The idea that triumphed was startling in its simplicity, but so powerful that it has long made America the mecca of the downtrodden and walked-over of the world. The idea was simply this: You are an individual person—the equal of any other—not just in theory but in fact. You were created by God, given a mind with which to think, and plan, and learn, and do. Along with this you have a responsibility—to use your talents, and to be a responsible individual.
While this idea may seem obvious today, we must recall that it had never before been accepted as fact, and really practiced in societal life, in all the previous 6,000 years of recorded history! Always before, people had been weighted down with the tyrannous belief that some men are divinely endowed to lord it over others.
The Declaration of Independence
But on July 4, 1776, a long-germinating idea burst forth its rebellious message. The Declaration of Independence was more than an angry protest that old King George was a wretched scoundrel for all the abuses he had hurled at the American colonists. It was a declaration that no man is delegated by God to rule over his fellows: that individual persons have rights from their Creator; and that along with these rights, individuals are willing and able to look out for themselves and to recognize the rights of others.
Much of the old world laughed. “Such nonsense! This upstart nation cannot last. No such loose government has ever lasted—none ever will. Some are chosen to rule, others to fawn and give!”
More than once the old-world cynics were almost proved right. Some colonists wanted to make George Washington king and transplant an old-world monarchy in America; but Washington knew that Valley Forge and the whole Revolution stood for something else—for throwing off the yoke of servitude.
Again, behind the closed doors of the Constitutional Convention, some notions were propounded that might have wrecked the young nation; but despite mistakes, the delegates produced a remarkable document, wisely calculated to restrict the role of government and release the energies of free men.
One Great Asset
At the outset, the infant country was burdened with problems. Unemployment, high prices, unrest, and discouragement followed fast in the wake of the revolution. But the young United States also possessed an asset—one so great that it more than offset the liabilities. That asset was a magnificent individual freedom which permitted an unprecedented release of human energy.
Human energy is an interesting thing. The individual person has energy. You have some; but I can’t turn it on. Only you can! Magnify the turning on of this energy, full force, in 13 colonies and a few millions of people, and you can understand what happened to America.
There were no economic plans. No blueprints. And no limitations but the requirement that what one did or made must be useful either to himself or someone else useful enough so that another person would willingly give what he already owned in exchange for it.
Freedom in Action
Encouraged by the freedom to do as they pleased, as long as they did not interfere with the rights of their neighbors, and urged on by the knowledge that they were allowed to keep the fruits of their own labors, the colonists displayed a remarkable industry and a keen inventiveness—ever seeking and finding better, faster, easier ways to do things.

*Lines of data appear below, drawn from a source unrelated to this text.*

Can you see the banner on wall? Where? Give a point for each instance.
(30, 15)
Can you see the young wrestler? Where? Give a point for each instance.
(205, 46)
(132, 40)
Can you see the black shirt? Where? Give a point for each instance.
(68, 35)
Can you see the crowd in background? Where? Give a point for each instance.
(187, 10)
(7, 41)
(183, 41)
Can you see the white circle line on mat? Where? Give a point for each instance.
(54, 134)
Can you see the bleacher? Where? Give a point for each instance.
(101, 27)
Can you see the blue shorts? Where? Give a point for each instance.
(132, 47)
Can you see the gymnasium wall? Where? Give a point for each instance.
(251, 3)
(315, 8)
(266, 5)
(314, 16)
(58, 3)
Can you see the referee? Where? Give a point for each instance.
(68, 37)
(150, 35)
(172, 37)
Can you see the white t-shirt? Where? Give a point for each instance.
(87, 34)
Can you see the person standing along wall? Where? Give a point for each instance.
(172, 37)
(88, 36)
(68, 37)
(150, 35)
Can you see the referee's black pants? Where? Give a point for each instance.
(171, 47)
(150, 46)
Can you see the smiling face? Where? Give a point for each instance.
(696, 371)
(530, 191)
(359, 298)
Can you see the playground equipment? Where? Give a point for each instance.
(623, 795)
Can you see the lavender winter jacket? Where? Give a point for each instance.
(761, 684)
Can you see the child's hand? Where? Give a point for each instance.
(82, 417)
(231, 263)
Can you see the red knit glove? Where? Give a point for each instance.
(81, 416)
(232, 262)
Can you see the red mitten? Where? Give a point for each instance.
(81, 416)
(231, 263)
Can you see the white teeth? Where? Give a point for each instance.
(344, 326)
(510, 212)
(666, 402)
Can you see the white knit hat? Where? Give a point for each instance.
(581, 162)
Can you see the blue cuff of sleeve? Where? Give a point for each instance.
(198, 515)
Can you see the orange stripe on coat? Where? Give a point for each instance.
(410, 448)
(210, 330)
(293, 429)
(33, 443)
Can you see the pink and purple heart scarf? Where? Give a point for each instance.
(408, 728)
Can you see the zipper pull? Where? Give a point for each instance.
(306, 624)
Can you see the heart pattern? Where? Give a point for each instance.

Many saved enough to be able to invest in new ideas. Not all of these investments panned out; but when they did, they resulted in still more savings, which in turn were converted into the tools that made possible still further advances in production.
There was little regulation of industry, and no government attempt to guarantee individual security. Men were on their own—free to work as they pleased but obliged to be self-reliant and provide for their own needs.
The result: The greatest prosperity the world has ever known! The most stupendous advance in material well-being—in new inventions and in the standard of living—that has ever been seen!
Are We Forgetting Our Own Revolution?
But strangely enough, in the past half-century Americans have been running away from their own revolution. They have forgotten—or failed to understand—what it was that gave them their unprecedented prosperity. They have returned to the Old World and imported an alien idea—the socialistic belief that government has the right to control productive activity, and that it is entitled to take from some persons in order to give to others!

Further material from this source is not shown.